Kathmandu is the capital of Nepal, situated slightly east of the center of Nepal in a valley surrounded by the Himalayan mountains at an altitude of 1400 m. The population is about 1.4 million people, so one could say that it is a rather small capital, especially when compared to its Asian neighbors. The main religion in Kathmandu is Hinduism (about 80%), with Buddhism taking the second spot at about 10%.
How to get from Varanasi to Kathmandu
There are at least two different ways to get into Nepal from Varanasi. One would be going by bus. As I’ve heard, the bus will drop people at the border to emigrate from India, and then you have to walk about 1 km (through no-man’s land) to the immigration checkpoint of Nepal in order to immigrate. Apparently, it is rather chaotic with little to no indications, and people could theoretically easily enter Nepal here without an official visa, so easily that you actually have to be careful not to do it by mistake!

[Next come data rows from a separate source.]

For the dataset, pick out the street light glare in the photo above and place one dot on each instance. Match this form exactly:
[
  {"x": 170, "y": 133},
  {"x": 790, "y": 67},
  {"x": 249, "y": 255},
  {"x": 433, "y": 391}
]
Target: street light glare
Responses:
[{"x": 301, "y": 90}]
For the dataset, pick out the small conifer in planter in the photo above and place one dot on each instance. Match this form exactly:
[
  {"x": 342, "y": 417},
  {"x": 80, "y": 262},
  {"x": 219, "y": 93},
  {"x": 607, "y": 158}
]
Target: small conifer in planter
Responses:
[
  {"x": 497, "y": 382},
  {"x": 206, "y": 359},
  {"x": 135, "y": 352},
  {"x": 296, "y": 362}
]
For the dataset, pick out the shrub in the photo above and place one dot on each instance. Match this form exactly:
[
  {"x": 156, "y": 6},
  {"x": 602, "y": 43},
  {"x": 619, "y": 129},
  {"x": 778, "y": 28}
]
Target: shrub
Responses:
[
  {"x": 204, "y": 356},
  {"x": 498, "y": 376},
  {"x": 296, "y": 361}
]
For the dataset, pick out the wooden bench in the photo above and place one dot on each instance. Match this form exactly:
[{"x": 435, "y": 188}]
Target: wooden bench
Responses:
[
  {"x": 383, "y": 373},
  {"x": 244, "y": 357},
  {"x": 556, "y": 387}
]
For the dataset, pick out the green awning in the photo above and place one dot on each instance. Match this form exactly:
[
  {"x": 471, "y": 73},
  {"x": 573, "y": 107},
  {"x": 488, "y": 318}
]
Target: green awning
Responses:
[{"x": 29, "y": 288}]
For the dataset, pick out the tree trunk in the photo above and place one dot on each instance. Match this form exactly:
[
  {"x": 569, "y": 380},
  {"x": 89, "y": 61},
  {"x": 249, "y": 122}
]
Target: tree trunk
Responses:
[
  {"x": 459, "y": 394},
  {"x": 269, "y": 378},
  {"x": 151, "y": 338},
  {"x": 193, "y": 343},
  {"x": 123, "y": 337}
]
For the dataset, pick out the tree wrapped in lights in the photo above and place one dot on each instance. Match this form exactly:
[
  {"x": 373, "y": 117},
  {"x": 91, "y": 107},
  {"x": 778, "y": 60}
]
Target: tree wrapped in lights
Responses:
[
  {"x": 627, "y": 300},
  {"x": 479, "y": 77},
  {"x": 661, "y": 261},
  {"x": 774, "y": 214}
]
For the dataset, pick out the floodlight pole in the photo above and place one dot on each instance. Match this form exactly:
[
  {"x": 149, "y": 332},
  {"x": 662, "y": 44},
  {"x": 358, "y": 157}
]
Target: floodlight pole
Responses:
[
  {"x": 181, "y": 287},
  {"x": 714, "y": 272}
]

I chose the more convenient option of flying in. There are direct flights from Varanasi to Kathmandu for about $200 twice a week, which I found to be the best way to do my first border crossing on this trip.
Kathmandu
My first impression of Kathmandu was ‘Wow, this is peaceful!’ The city is much less populated than most places I saw in India, and the car honkings – although not completely absent – are limited to a bare minimum. I also noticed how clean it actually is. I saw almost no litter on the streets; I feel like Kathmandu might just be cleaner than even some European capitals. That is for the ground. Now, the air is a whole different thing. Sadly, Kathmandu has the most polluted air I have ever breathed. There is traffic, of course, but no more than in other cities. The main source of the smog seems to be the many forest fires and the lack of regulations regarding open fires, which leads to people just burning about anything they want to get rid of… (which then, potentially, leads to more forest fires). Kathmandu is surrounded by mountains which should be clearly visible from higher elevations, but sadly, at best, you can see grey silhouettes in the clouds of smog.
Most tourists stay in the Thamel district, which is a nice area with a lot of shops where you can buy or rent just about any material you might still need for your trek. There are also plenty of restaurants, tour operators, and hotels in just about any price range.
The main sights of Kathmandu, which can be covered in about 2 days, are the following:
- The well-known Buddha Stupa (a few kilometers from Thamel, best to grab a taxi)
- Pashupatinath Temple district (in walking distance from the Buddha Stupa), a rather large temple complex, sadly only Hindus are allowed into the central part (which looks the most interesting from outside).
- Bhaktapur: a large area east of Kathmandu, full of traditional temples and palaces. Although it is an open public area, foreigners still have to pay an entrance fee just for being there. Still worth it, I think this was one of the most beautiful parts of Kathmandu.
- Kathmandu Durbar Square (close to Thamel) and Patan Durbar Square (a few kilometers south of Thamel). Both of these are smaller but still quite similar to Bhaktapur and worth a visit if you have time to spare. Between Patan Durbar Square and Kathmandu Durbar Square, the latter one is probably the one which I found nicer to visit, and it is also much closer to the Thamel area.
- Swoyambhu Mahachaitya, ‘the monkey temple,’ a Buddhist temple sitting on a steep hill west of Thamel. Be prepared to climb some stairs! I visited this temple on April 23 (on my return to KTM after the trek), which was the birthday of Hanuman (the monkey god), and there was a large crowd on the stairs and around the temple for this occasion.
Moving around in Kathmandu
Kathmandu is a rather small city, and many things can be seen just by walking around. As in any city, it’s nice to just walk around and breathe in the city vibe (though don’t breathe too deeply in Kathmandu…). Otherwise, you can easily find cabs or motorcycles whose drivers will gladly offer their services to drive you around the city. As in India, you can easily negotiate the price down by at least 30% from what they initially ask you.
Uber is not commonly used in Nepal. Instead, I recommend the app “InDrive,” through which you can easily hire cabs or motorcycles to move around in Kathmandu. If you input your location and destination, it also provides you with a reliable price recommendation, which you are free to modify.